Simple Forecast Methods
- Trivial: always predict 0, regardless of the data \[f(\mathcal{Y}_T)=0\]
- Simple, easy to compute, stable
- Naïve: Just pick the last value \[f(\mathcal{Y}_T)=y_T\]
- The next period will be the same as the current period
- Simple and straightforward, and uses the data
- Also called “random walk forecast”
- Mean: Take the average past value \[f(\mathcal{Y}_T)=\frac{1}{T}\sum_{t=1}^T y_t\]
- Still fairly simple, now uses all the data
Implementation
- Apply methods to a monthly series of a Manufacturer’s inventories of Condensed Milk, 1971-1980
- Typical company forecasting task: predict inventories to avoid over-accumulation or stock-outs
library(fpp2)
data(condmilk) #Inventory Data
#Forecast using each of above methods
milknaive<-naive(condmilk,h=12) #Naive forecast, 12 months out
milkmean<-meanf(condmilk,h=12) #Mean forecast, 12 months out
trivialFC<-c(0,0,0,0,0,0,0,0,0,0,0,0)
milktrivial<-ts(trivialFC,start=c(1981,1),frequency=12) #Trivial forecast, 12 months out
#Plot the forecasts
autoplot(condmilk,series="Observed")+
autolayer(milknaive, PI=FALSE, series="Naive")+
autolayer(milktrivial, series="Trivial")+
autolayer(milkmean, PI=FALSE,series="Mean")+
ggtitle("Forecasts for Monthly Milk Stocks") +
guides(colour=guide_legend(title="Series and Forecasts"))
Plot
Methods with parameters
- Going beyond the simplest methods, one can construct families of methods which are similar
- Differ by one or more additional inputs to the method, which must be chosen
- Extra inputs are called parameters
- Once parameters are set, method again depends only on the data
- Denote parameter by \(\theta\), and set of possible parameters as \(\Theta\)

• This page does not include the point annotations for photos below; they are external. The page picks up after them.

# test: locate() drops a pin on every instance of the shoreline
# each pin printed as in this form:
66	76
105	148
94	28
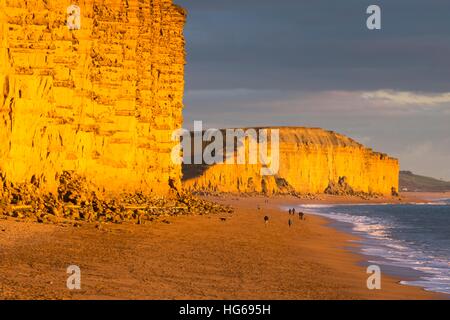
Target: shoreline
192	257
355	240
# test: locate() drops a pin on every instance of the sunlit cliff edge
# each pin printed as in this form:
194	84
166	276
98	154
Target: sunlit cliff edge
312	161
101	101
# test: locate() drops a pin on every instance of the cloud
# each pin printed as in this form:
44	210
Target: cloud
407	98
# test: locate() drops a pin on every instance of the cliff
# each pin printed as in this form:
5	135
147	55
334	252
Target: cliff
311	161
100	101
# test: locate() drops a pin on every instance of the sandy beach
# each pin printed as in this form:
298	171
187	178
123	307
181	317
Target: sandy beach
192	257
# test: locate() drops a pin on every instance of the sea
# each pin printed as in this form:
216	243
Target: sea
409	241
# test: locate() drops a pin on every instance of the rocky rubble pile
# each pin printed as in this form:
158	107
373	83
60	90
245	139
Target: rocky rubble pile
74	202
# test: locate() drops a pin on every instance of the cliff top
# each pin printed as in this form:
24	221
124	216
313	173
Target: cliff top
316	136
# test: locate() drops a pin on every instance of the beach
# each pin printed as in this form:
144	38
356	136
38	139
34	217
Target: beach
231	256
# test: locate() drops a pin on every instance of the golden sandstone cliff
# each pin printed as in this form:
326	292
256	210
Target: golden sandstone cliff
310	161
101	101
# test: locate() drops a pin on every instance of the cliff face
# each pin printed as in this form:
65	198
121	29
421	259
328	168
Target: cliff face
101	101
311	160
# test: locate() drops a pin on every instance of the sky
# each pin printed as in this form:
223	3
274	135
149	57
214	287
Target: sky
316	64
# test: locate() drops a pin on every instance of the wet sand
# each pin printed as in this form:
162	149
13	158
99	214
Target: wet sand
193	257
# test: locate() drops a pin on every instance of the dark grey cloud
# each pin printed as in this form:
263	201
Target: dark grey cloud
308	63
317	45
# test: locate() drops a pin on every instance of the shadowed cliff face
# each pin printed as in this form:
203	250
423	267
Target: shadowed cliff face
310	161
101	101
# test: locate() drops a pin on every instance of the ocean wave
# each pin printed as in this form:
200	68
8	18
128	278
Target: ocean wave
378	241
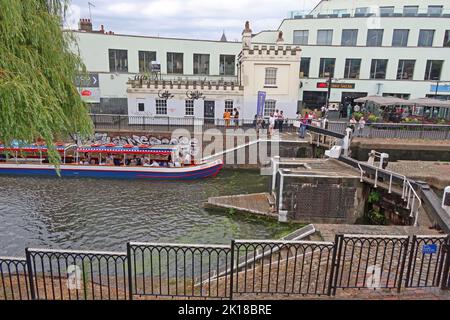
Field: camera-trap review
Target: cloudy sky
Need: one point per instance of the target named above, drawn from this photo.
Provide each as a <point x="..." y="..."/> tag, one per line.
<point x="202" y="19"/>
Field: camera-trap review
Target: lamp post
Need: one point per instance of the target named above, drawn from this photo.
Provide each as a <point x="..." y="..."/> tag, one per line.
<point x="165" y="95"/>
<point x="194" y="95"/>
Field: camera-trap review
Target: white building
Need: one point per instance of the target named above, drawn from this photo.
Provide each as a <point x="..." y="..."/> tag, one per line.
<point x="369" y="47"/>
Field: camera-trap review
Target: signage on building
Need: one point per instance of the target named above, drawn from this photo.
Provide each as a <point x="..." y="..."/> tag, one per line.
<point x="88" y="81"/>
<point x="89" y="87"/>
<point x="324" y="85"/>
<point x="429" y="248"/>
<point x="155" y="67"/>
<point x="440" y="88"/>
<point x="90" y="95"/>
<point x="261" y="102"/>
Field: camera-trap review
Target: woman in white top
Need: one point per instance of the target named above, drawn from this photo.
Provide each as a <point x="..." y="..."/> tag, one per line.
<point x="271" y="123"/>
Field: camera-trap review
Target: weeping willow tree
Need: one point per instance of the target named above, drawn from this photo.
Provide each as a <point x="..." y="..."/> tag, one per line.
<point x="38" y="65"/>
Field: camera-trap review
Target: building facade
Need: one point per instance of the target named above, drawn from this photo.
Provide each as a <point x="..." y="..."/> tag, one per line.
<point x="367" y="47"/>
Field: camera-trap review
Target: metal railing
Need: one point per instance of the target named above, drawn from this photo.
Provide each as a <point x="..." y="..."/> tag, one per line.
<point x="162" y="123"/>
<point x="244" y="267"/>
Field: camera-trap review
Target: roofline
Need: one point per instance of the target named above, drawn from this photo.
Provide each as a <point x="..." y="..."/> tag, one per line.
<point x="150" y="37"/>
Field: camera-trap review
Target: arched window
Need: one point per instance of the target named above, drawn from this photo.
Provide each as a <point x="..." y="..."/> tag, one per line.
<point x="271" y="77"/>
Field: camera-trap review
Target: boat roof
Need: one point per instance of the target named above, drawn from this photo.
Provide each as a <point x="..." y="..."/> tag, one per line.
<point x="160" y="149"/>
<point x="35" y="148"/>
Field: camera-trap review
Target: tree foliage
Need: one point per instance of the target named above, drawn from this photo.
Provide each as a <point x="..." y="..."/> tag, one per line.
<point x="38" y="65"/>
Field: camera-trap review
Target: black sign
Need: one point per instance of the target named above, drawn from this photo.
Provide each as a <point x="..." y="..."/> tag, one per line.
<point x="87" y="81"/>
<point x="324" y="85"/>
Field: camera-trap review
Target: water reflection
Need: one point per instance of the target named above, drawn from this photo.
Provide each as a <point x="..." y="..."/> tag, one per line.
<point x="104" y="214"/>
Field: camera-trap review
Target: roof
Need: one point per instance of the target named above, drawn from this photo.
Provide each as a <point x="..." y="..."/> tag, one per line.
<point x="384" y="101"/>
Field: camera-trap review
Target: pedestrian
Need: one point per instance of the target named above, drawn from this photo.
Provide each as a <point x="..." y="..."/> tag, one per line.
<point x="276" y="114"/>
<point x="236" y="117"/>
<point x="280" y="121"/>
<point x="353" y="123"/>
<point x="227" y="117"/>
<point x="303" y="123"/>
<point x="323" y="111"/>
<point x="271" y="124"/>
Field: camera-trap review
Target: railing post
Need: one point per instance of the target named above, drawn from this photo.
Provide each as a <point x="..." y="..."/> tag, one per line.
<point x="30" y="274"/>
<point x="410" y="260"/>
<point x="337" y="251"/>
<point x="402" y="267"/>
<point x="445" y="283"/>
<point x="130" y="274"/>
<point x="232" y="269"/>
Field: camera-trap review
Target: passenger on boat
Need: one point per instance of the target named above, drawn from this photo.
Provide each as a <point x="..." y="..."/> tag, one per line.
<point x="154" y="163"/>
<point x="109" y="160"/>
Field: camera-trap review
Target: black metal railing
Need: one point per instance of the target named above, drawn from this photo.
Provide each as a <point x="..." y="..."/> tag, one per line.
<point x="245" y="267"/>
<point x="76" y="275"/>
<point x="133" y="123"/>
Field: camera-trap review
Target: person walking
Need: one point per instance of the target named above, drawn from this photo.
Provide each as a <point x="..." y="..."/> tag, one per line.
<point x="236" y="117"/>
<point x="280" y="121"/>
<point x="227" y="117"/>
<point x="361" y="125"/>
<point x="271" y="124"/>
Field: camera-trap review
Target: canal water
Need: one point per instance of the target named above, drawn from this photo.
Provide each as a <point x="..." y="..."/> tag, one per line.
<point x="97" y="214"/>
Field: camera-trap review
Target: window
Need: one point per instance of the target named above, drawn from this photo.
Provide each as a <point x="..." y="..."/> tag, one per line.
<point x="145" y="60"/>
<point x="201" y="63"/>
<point x="271" y="77"/>
<point x="405" y="70"/>
<point x="226" y="66"/>
<point x="378" y="69"/>
<point x="269" y="107"/>
<point x="304" y="66"/>
<point x="386" y="11"/>
<point x="404" y="96"/>
<point x="433" y="69"/>
<point x="362" y="10"/>
<point x="189" y="107"/>
<point x="118" y="60"/>
<point x="435" y="10"/>
<point x="410" y="10"/>
<point x="400" y="38"/>
<point x="447" y="38"/>
<point x="174" y="62"/>
<point x="229" y="106"/>
<point x="326" y="66"/>
<point x="161" y="106"/>
<point x="375" y="37"/>
<point x="324" y="37"/>
<point x="426" y="38"/>
<point x="349" y="37"/>
<point x="352" y="67"/>
<point x="301" y="36"/>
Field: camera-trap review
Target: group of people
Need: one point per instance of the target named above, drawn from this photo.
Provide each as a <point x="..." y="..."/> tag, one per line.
<point x="144" y="161"/>
<point x="227" y="116"/>
<point x="276" y="121"/>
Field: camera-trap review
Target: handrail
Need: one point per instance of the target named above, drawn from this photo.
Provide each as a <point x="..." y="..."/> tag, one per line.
<point x="409" y="194"/>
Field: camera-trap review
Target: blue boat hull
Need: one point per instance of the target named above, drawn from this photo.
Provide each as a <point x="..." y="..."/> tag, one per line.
<point x="126" y="173"/>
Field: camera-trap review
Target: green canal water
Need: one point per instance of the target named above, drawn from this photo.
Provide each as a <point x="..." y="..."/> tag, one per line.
<point x="97" y="214"/>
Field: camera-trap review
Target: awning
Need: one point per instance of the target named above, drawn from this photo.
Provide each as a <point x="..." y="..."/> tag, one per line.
<point x="122" y="150"/>
<point x="430" y="102"/>
<point x="385" y="101"/>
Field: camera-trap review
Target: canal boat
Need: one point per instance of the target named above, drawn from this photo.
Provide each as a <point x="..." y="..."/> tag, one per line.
<point x="159" y="162"/>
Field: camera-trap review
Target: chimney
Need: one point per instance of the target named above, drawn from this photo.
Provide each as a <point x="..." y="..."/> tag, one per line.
<point x="85" y="25"/>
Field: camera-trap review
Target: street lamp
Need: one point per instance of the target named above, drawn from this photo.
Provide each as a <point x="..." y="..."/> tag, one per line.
<point x="194" y="95"/>
<point x="165" y="95"/>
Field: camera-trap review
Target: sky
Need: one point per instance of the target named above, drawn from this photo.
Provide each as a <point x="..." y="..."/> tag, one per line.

- A parametric forecast method is a set of methods
\[\{f(\mathcal{Y}_T,\theta,\text{other stuff})\}_{\theta\in\Theta}\]
Examples of Parametric Methods
- Trivial: always predict the same number, \(\theta\), regardless of the data \[f(\mathcal{Y}_T,\theta)=\theta\]
- \(\theta=0\) gives the trivial forecast
- Autoregression: Take \(\theta\) times the last value \[f(\mathcal{Y}_T,\theta)=\theta y_T\]

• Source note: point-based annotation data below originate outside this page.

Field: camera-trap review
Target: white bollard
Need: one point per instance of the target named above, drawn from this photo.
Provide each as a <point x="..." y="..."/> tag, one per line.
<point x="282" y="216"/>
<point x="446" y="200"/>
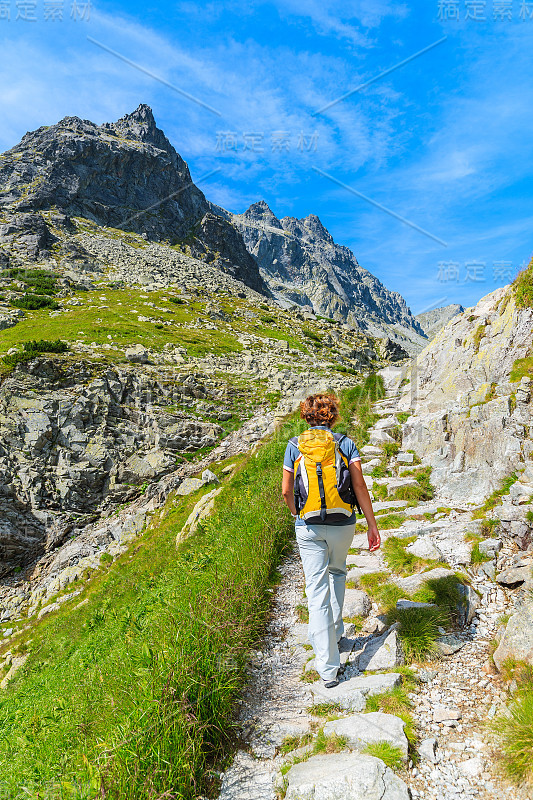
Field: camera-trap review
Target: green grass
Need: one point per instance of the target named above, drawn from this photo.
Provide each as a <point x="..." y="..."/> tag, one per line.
<point x="357" y="417"/>
<point x="419" y="630"/>
<point x="400" y="560"/>
<point x="377" y="585"/>
<point x="523" y="287"/>
<point x="132" y="695"/>
<point x="396" y="701"/>
<point x="443" y="592"/>
<point x="392" y="756"/>
<point x="33" y="302"/>
<point x="514" y="732"/>
<point x="91" y="322"/>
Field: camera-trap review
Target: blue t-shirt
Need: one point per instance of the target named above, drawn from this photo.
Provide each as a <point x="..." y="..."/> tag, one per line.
<point x="347" y="448"/>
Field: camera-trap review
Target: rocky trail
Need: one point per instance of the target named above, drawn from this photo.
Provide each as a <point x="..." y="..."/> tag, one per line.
<point x="290" y="745"/>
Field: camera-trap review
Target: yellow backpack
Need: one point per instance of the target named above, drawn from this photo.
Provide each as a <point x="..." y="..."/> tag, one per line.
<point x="323" y="491"/>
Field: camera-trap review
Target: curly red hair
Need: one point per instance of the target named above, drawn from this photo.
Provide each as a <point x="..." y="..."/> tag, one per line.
<point x="320" y="409"/>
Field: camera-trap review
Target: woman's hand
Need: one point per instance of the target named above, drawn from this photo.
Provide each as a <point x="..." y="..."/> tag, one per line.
<point x="374" y="539"/>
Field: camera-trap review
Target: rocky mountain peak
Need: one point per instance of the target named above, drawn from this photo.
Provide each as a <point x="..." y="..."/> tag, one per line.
<point x="261" y="212"/>
<point x="141" y="125"/>
<point x="313" y="224"/>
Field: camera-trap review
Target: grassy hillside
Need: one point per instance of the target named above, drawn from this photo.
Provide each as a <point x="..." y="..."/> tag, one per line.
<point x="131" y="694"/>
<point x="129" y="689"/>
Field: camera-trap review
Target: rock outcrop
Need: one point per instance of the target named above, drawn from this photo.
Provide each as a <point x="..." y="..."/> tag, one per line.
<point x="432" y="321"/>
<point x="302" y="264"/>
<point x="471" y="423"/>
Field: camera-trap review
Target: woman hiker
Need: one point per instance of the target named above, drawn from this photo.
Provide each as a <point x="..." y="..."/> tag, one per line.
<point x="321" y="473"/>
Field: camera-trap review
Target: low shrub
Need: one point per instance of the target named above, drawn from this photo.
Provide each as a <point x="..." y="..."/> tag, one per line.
<point x="419" y="630"/>
<point x="514" y="732"/>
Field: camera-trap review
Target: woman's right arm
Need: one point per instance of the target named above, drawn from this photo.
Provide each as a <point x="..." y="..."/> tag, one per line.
<point x="287" y="490"/>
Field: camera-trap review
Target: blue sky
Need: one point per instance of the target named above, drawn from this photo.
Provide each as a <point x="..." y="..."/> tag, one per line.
<point x="443" y="141"/>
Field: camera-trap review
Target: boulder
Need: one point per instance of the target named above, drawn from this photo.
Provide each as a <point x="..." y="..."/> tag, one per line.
<point x="344" y="776"/>
<point x="138" y="354"/>
<point x="514" y="576"/>
<point x="489" y="547"/>
<point x="517" y="639"/>
<point x="351" y="694"/>
<point x="363" y="729"/>
<point x="468" y="606"/>
<point x="188" y="486"/>
<point x="428" y="750"/>
<point x="413" y="583"/>
<point x="449" y="644"/>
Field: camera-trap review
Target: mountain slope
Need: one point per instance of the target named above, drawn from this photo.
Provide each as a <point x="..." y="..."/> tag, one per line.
<point x="302" y="264"/>
<point x="432" y="321"/>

- \(\theta=1\) gives the naïve forecast
- Extend to horizon \(h\) by \(\widehat{y}_{T+h}=\theta^h y_T\)
- Weighted Average: Take average of past value + a constant, with different weights on different times \[f(\mathcal{Y}_T,\{\theta_t\}_{t=1}^{T})=\theta_0+\sum_{t=1}^T \theta_t y_t\]
- Extremely flexible, but requires many choices
- Picking \(\theta_t=\frac{1}{T}\) for all t,\(\theta_0=0\) gives unweighted average
- Picking \(\theta_T=\theta\), \(\theta_t=0\) for all \(t<T\) gives autoregression
Structured parametric models
- Arbitrary weighted averages can be too complicated, but some flexibility can help: use special cases
- Autoregression of order p, abbreviated as AR(p)
- Weighted sum of \(p\) most recent values (and a constant) \[f(\mathcal{Y}_T,\{\theta_j\}_{j=0}^{p})=\theta_0+\sum_{j=0}^{p-1} \theta_{j+1} y_{T-j}\]
- Simple Exponential Smoothing
- Weighted average where weights decline by fixed amount each time period
- Use all data, with more weight on recent past
- Takes two parameters \(\alpha\in[0,1]\) and \(\ell_0\) \[f(\mathcal{Y}_T,\alpha,\ell_0)=(1-\alpha)^T\ell_0+\sum_{j=0}^{T-1} \alpha(1-\alpha)^jy_{T-j}\]
- Higher \(\alpha\) gives more weight to recent data, up to \(\alpha=1\) naïve forecast
Choosing parameters
- Applying a parametric method requires a choice of which parameters to use
- Can pick based on sensible default values
- Random walk \(\theta=1\) often a good choice for autoregression with economic data
- Usually apply a parameter selection method based on the data \[\theta=\widehat{\theta}(\mathcal{Y}_T)\]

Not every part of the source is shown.